# Community alert phone setup



## Kilkea (6 May 2012)

Hi all, I am doing some research on setting up a community alert scheme locally which involves group text. I have a few questions which I hope some of you kind folk could help me with:

Which do you think is the best way to send group text (100-150 numbers) considering the phone may be in the hands of technophobes at times? Just groups on the handset?

Does anyone know if I can pick the number at the operator? (probably Vodafone)

Looking at Samsung "Y" for €99 with Vodafone (€20 top up per month), anyone recommend?

Thanks a million


----------



## mathepac (7 May 2012)

I'm not sure what part the phone figures in this but you can certainly do better price-wise e.g. Tescomobile phone, 9.99 or 19.99, and 10 top-up buys you 20 credit and 200 free web-texts. I'm a customer and phone-calls & texts have never been so cost-effective; 20 years using contract phones, 12 months PAYG customer. 
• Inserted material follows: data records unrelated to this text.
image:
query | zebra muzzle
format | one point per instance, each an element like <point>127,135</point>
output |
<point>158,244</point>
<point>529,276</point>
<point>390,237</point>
Is the phone an emergency hot-line or an administrative tool to notify members of meetings?


----------



## Kilkea (9 May 2012)

Its a bit of both. Anyone in the community will text the phone and then the holder will text out the alert to everyone in the area, contact the Gardai etc.


----------



## nediaaa (9 May 2012)

hi,.
there was something similiar on Dragons Den a few weeks ago.
might be an idea to look it up.
it could potentially put people in danger if they try to intervene in a burgarly fir example


----------



## mathepac (9 May 2012)

Kilkea said:


> Its a bit of both. Anyone in the community will text the phone and then the holder will text out the alert to everyone in the area, contact the Gardai etc.


So nothing fancy then. I'd strongly suggest a low-end Tesco with €10 top-ups - they don't have to be monthly, just as you need them. Very cost-effective.


----------